Group A, informally dubbed the
“Group of Death”, includes the Blazers, the Denver Nuggets, the San Antonio Spurs, Denver Nuggets, and Golden State Warriors. The Oklahoma City Thunder are the only major contenders in the Western Conference not included in the cluster. Looking at the names, you’d figure that the Blazers have about as much chance of moving forward as a sugar cube in a Portland rainstorm.
In that vein, the Blazers fell to the Rockets in a 26-point blowout last week. Not only did that pin a loss on Portland’s ledger, it put them way behind in one of the key tiebreakers: point differential among group games. Because of that loss, Portland now stands at a -18 differential. That’s ugly.
But it may not matter. The Blazers could conceivably end up with a -17 and still win the group. Here’s how.
First, there’s overall record in group play. Obviously if a team emerges with more wins over the group than everyone else, they advance. Except in a group this tight, that’s not going to happen. There are only four games to measure by. It’s unlikely anyone will go 4-0 through this murderer’s row. And indeed, with three games in the books, the standings look like this:
- Portland 2-1
- Denver 2-1
- San Antonio 1-1
- Houston 1-2
- Golden State 1-2
As you can see, the best anybody can finish in-group at this point is 3-1. Portland, with a 2-1 record, is one of three potential candidates to do it. Denver and San Antonio are the others.
The Blazers have one game remaining in group play. They face the Spurs this Wednesday at home.
The Spurs have that game, obviously. They also play the Nuggets next Friday, accounting for both those teams’ final in-group games.
Now watch this.
If the Blazers beat the Spurs on Wednesday, Portland will finish group play with a 3-1 record. San Antonio will be eliminated because of that loss. (They’ll be 1-2 at that point, with no chance of catching Portland.)

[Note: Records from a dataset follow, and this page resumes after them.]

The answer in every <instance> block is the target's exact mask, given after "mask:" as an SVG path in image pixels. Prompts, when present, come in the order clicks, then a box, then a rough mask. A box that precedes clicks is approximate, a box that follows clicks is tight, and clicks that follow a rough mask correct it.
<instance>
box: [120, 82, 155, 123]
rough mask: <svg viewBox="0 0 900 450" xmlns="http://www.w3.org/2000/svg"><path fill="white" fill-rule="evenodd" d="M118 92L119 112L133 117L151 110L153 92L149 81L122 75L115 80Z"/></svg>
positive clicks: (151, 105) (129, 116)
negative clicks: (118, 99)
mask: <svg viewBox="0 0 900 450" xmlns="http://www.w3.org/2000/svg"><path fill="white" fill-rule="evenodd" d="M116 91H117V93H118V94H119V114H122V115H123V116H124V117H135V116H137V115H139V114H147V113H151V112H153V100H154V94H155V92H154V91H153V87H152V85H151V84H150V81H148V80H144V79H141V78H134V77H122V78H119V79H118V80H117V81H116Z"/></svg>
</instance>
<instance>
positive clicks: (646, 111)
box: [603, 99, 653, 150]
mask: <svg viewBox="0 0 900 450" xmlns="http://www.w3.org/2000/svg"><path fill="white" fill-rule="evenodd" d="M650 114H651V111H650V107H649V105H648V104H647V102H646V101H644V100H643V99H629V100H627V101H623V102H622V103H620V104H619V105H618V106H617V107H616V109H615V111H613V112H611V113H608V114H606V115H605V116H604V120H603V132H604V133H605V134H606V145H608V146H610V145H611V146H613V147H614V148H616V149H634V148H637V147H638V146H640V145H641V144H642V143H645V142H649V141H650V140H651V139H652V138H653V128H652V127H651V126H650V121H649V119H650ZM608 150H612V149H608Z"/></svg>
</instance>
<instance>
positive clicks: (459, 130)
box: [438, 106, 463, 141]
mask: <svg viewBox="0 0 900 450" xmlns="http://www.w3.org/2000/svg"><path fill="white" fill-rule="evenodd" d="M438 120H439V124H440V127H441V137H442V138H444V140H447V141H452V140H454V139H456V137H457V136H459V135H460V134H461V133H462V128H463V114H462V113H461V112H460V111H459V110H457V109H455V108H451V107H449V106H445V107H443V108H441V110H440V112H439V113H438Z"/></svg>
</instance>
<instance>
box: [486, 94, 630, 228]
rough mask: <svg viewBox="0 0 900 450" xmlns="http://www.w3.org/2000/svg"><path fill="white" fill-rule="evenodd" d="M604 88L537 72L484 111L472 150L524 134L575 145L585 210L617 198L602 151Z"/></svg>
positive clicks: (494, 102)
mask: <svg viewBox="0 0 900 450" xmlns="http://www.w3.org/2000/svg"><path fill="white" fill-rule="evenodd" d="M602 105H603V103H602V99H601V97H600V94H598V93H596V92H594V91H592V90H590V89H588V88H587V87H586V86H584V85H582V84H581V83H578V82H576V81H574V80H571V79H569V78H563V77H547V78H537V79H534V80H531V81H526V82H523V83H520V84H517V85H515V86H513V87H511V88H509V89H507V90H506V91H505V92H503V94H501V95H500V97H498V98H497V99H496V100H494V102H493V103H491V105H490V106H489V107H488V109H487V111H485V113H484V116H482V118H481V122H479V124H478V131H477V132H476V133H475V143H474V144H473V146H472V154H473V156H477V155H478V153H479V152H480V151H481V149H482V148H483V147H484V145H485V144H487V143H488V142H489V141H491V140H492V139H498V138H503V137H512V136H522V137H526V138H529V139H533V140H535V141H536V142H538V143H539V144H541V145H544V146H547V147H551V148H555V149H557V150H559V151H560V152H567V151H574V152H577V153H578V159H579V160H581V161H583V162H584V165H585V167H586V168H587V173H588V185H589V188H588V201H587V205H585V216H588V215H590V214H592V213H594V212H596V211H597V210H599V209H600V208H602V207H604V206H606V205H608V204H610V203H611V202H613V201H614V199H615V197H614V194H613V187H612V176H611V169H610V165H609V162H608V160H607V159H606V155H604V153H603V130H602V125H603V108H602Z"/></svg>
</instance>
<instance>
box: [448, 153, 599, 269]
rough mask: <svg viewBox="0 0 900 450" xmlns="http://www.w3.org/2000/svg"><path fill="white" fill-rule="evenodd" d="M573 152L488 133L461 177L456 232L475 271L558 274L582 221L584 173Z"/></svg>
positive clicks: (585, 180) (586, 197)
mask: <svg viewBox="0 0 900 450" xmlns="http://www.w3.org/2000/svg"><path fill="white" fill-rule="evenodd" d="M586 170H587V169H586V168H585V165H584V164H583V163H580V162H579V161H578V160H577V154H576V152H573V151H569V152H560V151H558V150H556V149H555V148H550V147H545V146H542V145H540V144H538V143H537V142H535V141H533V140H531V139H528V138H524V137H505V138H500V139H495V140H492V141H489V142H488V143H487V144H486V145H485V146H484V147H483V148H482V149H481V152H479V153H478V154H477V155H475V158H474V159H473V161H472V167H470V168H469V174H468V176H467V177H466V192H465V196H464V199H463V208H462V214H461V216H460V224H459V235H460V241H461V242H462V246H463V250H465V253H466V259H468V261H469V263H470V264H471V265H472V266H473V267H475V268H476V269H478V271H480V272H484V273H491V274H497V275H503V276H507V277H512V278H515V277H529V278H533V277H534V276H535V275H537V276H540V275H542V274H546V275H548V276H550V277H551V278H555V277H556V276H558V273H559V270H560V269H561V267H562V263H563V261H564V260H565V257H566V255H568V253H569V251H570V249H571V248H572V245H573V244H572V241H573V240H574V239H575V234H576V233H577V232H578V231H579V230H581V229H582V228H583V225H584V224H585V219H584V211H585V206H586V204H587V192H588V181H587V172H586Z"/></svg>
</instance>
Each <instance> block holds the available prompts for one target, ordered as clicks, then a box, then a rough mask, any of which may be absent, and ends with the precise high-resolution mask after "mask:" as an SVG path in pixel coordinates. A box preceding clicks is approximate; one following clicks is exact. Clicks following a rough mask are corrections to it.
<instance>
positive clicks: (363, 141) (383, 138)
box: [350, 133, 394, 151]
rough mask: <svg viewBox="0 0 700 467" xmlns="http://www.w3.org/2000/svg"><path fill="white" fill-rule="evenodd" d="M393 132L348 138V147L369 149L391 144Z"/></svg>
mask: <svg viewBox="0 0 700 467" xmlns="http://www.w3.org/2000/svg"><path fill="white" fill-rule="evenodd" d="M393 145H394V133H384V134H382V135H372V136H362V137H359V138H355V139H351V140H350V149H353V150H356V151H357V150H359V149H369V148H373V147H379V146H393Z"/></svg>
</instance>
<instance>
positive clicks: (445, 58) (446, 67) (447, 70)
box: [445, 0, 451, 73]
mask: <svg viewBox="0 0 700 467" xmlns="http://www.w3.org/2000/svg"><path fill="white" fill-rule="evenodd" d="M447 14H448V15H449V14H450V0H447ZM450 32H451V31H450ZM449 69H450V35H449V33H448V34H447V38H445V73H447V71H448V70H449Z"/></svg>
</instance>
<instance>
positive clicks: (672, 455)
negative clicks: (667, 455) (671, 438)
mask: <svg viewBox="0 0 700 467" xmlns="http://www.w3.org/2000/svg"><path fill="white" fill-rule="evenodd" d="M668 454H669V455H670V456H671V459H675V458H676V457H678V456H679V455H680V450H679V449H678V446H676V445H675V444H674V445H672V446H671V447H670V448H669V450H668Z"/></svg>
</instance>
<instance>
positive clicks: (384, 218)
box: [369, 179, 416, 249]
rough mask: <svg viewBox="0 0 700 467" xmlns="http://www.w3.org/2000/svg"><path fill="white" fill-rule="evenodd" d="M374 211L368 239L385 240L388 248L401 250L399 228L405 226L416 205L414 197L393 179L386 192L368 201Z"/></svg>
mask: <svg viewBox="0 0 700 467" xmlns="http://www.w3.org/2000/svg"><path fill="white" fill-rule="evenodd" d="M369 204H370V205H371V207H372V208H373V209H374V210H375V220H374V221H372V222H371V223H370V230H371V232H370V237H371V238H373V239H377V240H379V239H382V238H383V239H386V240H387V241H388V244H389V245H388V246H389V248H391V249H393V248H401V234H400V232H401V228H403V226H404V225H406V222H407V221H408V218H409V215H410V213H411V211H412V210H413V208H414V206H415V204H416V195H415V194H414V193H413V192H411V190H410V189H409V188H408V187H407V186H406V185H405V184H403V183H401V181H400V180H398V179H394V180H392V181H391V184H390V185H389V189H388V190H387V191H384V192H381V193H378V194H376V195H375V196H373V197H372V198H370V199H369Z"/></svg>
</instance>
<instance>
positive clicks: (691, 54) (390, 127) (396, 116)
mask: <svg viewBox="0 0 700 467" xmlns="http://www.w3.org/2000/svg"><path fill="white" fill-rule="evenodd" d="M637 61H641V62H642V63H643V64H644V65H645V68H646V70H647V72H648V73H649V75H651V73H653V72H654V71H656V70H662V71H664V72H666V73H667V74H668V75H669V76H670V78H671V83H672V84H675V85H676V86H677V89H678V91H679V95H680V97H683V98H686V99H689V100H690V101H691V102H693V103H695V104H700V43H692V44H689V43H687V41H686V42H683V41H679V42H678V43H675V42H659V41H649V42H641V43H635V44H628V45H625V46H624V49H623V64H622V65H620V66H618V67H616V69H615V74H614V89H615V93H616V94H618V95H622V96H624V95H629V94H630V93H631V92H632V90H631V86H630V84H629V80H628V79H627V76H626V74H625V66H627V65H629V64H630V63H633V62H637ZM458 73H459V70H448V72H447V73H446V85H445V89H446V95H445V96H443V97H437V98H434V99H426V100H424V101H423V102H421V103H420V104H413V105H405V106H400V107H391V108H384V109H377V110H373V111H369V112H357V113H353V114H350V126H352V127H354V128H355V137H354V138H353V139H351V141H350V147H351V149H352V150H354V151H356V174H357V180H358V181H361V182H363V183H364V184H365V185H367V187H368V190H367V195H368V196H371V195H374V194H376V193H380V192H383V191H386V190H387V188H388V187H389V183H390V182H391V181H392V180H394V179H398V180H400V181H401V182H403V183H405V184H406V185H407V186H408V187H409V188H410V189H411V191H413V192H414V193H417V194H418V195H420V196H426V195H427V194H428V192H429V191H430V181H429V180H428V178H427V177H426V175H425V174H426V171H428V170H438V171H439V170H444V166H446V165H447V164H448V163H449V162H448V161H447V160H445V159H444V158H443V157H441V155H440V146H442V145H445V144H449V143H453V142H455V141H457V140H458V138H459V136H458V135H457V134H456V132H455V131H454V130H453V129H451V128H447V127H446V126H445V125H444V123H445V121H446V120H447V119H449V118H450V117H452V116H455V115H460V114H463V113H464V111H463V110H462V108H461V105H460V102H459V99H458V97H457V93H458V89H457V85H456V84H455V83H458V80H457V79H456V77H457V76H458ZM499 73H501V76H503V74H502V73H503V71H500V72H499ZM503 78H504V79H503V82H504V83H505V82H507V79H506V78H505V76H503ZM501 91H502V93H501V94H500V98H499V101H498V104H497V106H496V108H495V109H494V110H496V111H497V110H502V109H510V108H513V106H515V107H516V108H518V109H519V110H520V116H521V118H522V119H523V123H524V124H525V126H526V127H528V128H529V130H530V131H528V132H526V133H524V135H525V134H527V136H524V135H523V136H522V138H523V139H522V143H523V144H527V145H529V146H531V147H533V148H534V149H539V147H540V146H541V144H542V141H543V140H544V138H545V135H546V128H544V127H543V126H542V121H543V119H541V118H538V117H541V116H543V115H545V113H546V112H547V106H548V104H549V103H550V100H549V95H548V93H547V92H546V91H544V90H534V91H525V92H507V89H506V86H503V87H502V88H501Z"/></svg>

The Spurs and Nuggets play on Friday. If Denver loses that game, they’ll finish 2-2 in group play, leaving Portland as the sole 3-1 team and the victors. If Denver wins that game, both the Nuggets and Blazers will tie with a 3-1 record.
Now you’d think that Portland’s awful point differential would come into play here, breaking the tie in Denver’s favor. (The Nuggets are +26 already. With a win over San Antonio, they’d go even higher.) But that’s not how it works. Point differential is the second tiebreaker. Head-to-head record against each other in group play is the first.
And guess what? One of the two wins Portland already owns was their 109-107 victory over the Nuggets back on October 31st. That means the Blazers already hold the tiebreaker over Denver automatically. If the two finish with the same record, Portland advances.
One win on Wednesday puts the Blazers in the 2025 NBA Cup Tournament.
If the Blazers lose to the Spurs, they’re out. Even if bunches of teams finished 2-2, the point differential tiebreaker would come into play because head-to-head records would be knotted. That would doom Portland. But that doesn’t change the fact that a win for Portland secures advancement.
Keep in mind, too, that San Antonio will be playing on Wednesday without center Victor Wembanyama and maybe a few other key players. That’s no guarantee of a Portland victory. The Blazers have lost winnable games before. But it sure opens the door.